I’ve tried to solve this problem, but none of it works.

Below is my code.

cache_dir=os.path.expanduser("~/data")
cache_subdir="hdspikes"
print("Using cache dir: %s"%cache_dir)
 
# The remote directory with the data files
base_url = "https://zenkelab.org/datasets"
 
# Retrieve MD5 hashes from remote
response = urllib.request.urlopen("%s/md5sums.txt"%base_url)
data = response.read() 
lines = data.decode('utf-8').split("\n")
file_hashes = { line.split()[1]:line.split()[0] for line in lines if len(line.split())==2 }
 
def get_and_gunzip(origin, filename, md5hash=None):
    gz_file_path = get_file(filename, origin, md5_hash=md5hash, cache_dir=cache_dir, cache_subdir=cache_subdir)
    hdf5_file_path=gz_file_path[:-3]
    if not os.path.isfile(hdf5_file_path) or os.path.getctime(gz_file_path) > os.path.getctime(hdf5_file_path):
        print("Decompressing %s"%gz_file_path)
        with gzip.open(gz_file_path, 'r') as f_in, open(hdf5_file_path, 'wb') as f_out:
            shutil.copyfileobj(f_in, f_out)
    return hdf5_file_path

# Download the Spiking Heidelberg Digits (SHD) dataset
files1 = ["shd_train.h5.gz"]
files2 = ["shd_test.h5.gz"]
 
for fn in files1:
    origin = "%s/%s"%(base_url,fn)
    hdf5_file_path1 = get_and_gunzip(origin, fn, md5hash=file_hashes[fn])
    print(hdf5_file_path1)

for fn in files2:
    origin = "%s/%s"%(base_url,fn)
    hdf5_file_path2 = get_and_gunzip(origin, fn, md5hash=file_hashes[fn])
    print(hdf5_file_path2)

import tables
import numpy as np
 
fileh_train = tables.open_file(hdf5_file_path1, mode='r')
units_train = fileh_train.root.spikes.units
times_train = fileh_train.root.spikes.times
labels_train = fileh_train.root.labels
 
fileh_test = tables.open_file(hdf5_file_path2, mode='r')
units_test = fileh_test.root.spikes.units
times_test = fileh_test.root.spikes.times
labels_test = fileh_test.root.labels

def binary_image_readout(times,units,dt):
    img = []
    N = int(1/dt)
    for i in range(N):
        idxs = np.argwhere(times<=i*dt).flatten()
        vals = units[idxs]
        vals = vals[vals > 0]
        vector = np.zeros(700)
        vector[700-vals] = 1
        times = np.delete(times,idxs)
        units = np.delete(units,idxs)
        img.append(vector)
    return np.array(img)

def generate_dataset(file_name,dt):
    fileh = tables.open_file(file_name, mode='r')
    units = fileh.root.spikes.units
    times = fileh.root.spikes.times
    labels = fileh.root.labels

    # This is how we access spikes and labels
    index = 0
    print("Number of samples: ",len(times))
    X = []
    y = []
    for i in range(len(times)):
        tmp = binary_image_readout(times[i], units[i],dt=dt)
        X.append(tmp)
        y.append(labels[i])
    return np.array(X),np.array(y)

train_X,train_y = generate_dataset(hdf5_file_path1,dt=4e-2)

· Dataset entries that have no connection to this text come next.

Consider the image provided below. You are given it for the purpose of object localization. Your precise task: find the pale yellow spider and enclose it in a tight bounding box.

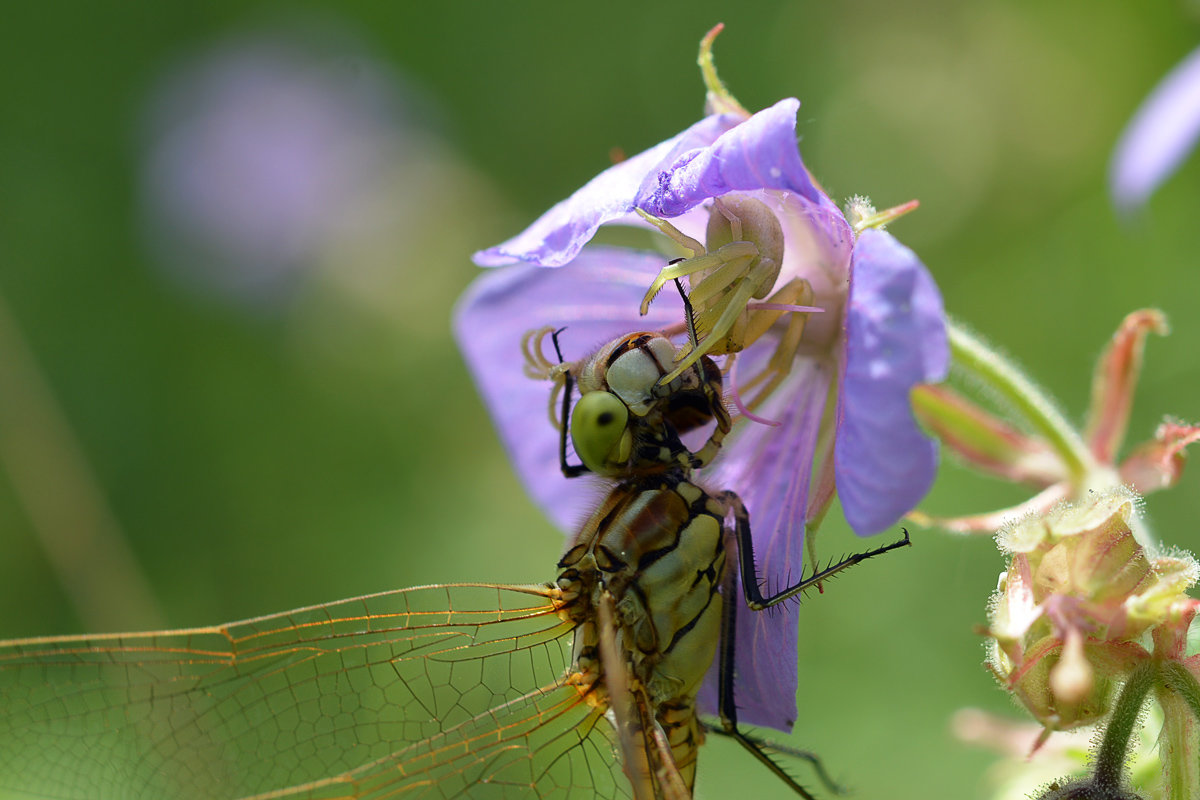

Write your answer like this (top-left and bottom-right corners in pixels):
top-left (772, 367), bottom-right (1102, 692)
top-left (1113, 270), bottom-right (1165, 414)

top-left (638, 195), bottom-right (816, 411)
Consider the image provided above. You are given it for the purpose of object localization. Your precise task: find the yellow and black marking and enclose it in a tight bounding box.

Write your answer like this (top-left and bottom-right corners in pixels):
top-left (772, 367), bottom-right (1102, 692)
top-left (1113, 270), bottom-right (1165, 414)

top-left (556, 466), bottom-right (725, 799)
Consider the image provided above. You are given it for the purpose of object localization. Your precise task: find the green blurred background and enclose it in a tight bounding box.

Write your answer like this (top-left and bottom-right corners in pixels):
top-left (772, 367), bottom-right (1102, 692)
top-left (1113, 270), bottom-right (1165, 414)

top-left (1, 2), bottom-right (1198, 798)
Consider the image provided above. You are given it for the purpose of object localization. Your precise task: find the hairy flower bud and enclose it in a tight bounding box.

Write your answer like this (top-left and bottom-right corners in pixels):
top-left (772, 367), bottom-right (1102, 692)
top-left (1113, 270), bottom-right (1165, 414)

top-left (985, 487), bottom-right (1198, 731)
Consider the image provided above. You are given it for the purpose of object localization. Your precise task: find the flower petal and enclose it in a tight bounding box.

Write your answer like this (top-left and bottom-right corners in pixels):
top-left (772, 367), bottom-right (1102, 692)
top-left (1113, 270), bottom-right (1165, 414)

top-left (1120, 419), bottom-right (1200, 495)
top-left (638, 98), bottom-right (825, 217)
top-left (1084, 309), bottom-right (1168, 464)
top-left (835, 229), bottom-right (948, 536)
top-left (473, 115), bottom-right (741, 268)
top-left (1110, 45), bottom-right (1200, 212)
top-left (697, 358), bottom-right (833, 732)
top-left (453, 247), bottom-right (679, 531)
top-left (473, 99), bottom-right (828, 269)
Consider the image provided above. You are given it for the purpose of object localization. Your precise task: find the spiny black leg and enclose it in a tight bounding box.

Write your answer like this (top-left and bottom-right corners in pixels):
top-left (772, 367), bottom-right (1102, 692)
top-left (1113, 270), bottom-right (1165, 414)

top-left (716, 546), bottom-right (739, 734)
top-left (702, 724), bottom-right (847, 796)
top-left (550, 327), bottom-right (589, 479)
top-left (673, 277), bottom-right (700, 351)
top-left (722, 489), bottom-right (911, 610)
top-left (748, 738), bottom-right (847, 796)
top-left (715, 551), bottom-right (819, 800)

from matplotlib.transforms import Transform
from numpy.ma.core import reshape
from matplotlib import transforms
from matplotlib import transforms
from nengo import neurons

presentation_time=0.2

with nengo.Network(label="PES learning") as model:
    # Randomly varying input signal
    # # change to dataset;
    stim = nengo.Node(
        nengo.processes.PresentInput(train_X, presentation_time),size_out=25*700 )
    
    # Connect pre to the input signal
    pre = nengo.Ensemble(700, dimensions=17500)
    nengo.Connection(stim, pre)
    post = nengo.Ensemble(20, dimensions=1)
    # Connecting pre to post,
  
    conn = nengo.Connection(
        pre,
        post,
        function=lambda x: [0],
        learning_rule_type=nengo.PES(learning_rate=2e-2),
    )
nengo.Connection(error, conn.learning_rule)

    stim_p = nengo.Probe(stim)
    pre_p = nengo.Probe(pre, synapse=0.01)
    post_p = nengo.Probe(post, synapse=0.01)

sim = nengo.Simulator(model, dt=dt)
sim.run(1)
t = sim.trange()

xchoo · June 29, 2022, 6:59pm

You seem to be working on the same problem as this post, so I’ll forward you to my response there. Unfortunately, given my limited experience with neural networks that do audio processing, my help will be limited here.